Pre-Imputation Pipeline

Nextflow pipeline to prepare your data for Genotype Imputation

Requirements

Before running this pipeline, make sure you have the following dependencies installed:

Nextflow

curl -s https://get.nextflow.io | bash

Docker

Installation

Build docker image before run the pipeline:

docker build -t genepi/pre-imputation-qc . # don't ingore the dot here

Test the pipeline and the created docker image with test-data:

nextflow run main.nf

Usage

Create a config file (e.g. my-project.config in your project folder) and set the paths to your data:

params.project = "my-project"
params.input = "data/*/*.{map,ped}"
params.output = "output"
params.chip = "GSAMD-24v3-0-EA_20034606_A1.b37"
params.strand_file = "data/${params.chip}.strand"
params.refalt_file = "data/${params.chip}.RefAlt"

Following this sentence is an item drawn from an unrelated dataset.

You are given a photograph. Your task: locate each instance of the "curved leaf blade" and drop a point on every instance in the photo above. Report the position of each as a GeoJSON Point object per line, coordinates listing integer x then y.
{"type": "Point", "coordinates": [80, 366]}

params.chunkSize= 20000000
params.minSampleCallRate = 0.5
params.minSnpCallRate = 0.9

Execute it the pipeline with you project specific configuration from your project folder:

nextflow run main.nf -c my-project.config

A html report is created in output and the vcf.gz are ready to submit them to the Michigan Imputation Server.

Parameters

Here's a table of the parameters along with their descriptions and default values:

Parameter	Description	Default Value	Required
project	Name of the project	null	Yes
input	Directory containing input PLINK files	null	Yes
output	Output directory for pipeline results	"output/genotyped"	Yes
chip	Type of genotyping chip used	null	Yes
build	Reference genome build (e.g., hg19, hg38)	null	Yes
strand_file	Path to the strand file	null	Yes
refalt_file	Path to the reference/alternate allele file	null	Yes
chunkSize	Chunk size for processing data	20000000	No
minSampleCallRate	Minimum sample call rate threshold	0.5	No
minSnpCallRate	Minimum SNP call rate threshold	0.9	No
maf	Minor allele frequency threshold	0	No
hwe	Hardy-Weinberg equilibrium p-value threshold	1E-6	No
cleanSampleIds	Clean sample IDs (true/false)	false	No
excludeSamples	File containing samples to exclude	null	No
useDoubleId	Use double IDs for samples (true/false)	true	No

These parameters allow customization of the pipeline's behavior and thresholds for various data processing steps. You can adjust these values as needed to fit your specific project requirements.

Workflow

Clean Sample IDs: (Optional) Clean sample IDs in input files if specified.
Exclude Samples: (Optional) Exclude specified samples from the analysis.
Filter and Fix Strand Flips: Filter and fix strand flips using provided strand and ref/alt allele files.
Merge VCF Files: Merge filtered VCF files.
Filter Merged VCF: Further filter the merged VCF file.
Create Final PLINK: Generate the final PLINK files.
Split Into Chromosomes: Split the final PLINK files into separate chromosomes.
Create Report: Generate a report summarizing the pipeline's execution.

Outputs

Processed PLINK files for each chromosome.
Various reports and statistics files.

Contact

Lukas Forer (@lukfor), Institute of Genetic Epidemiology, Medical University of Innsbruck

License

This pipeline is distributed under the MIT License.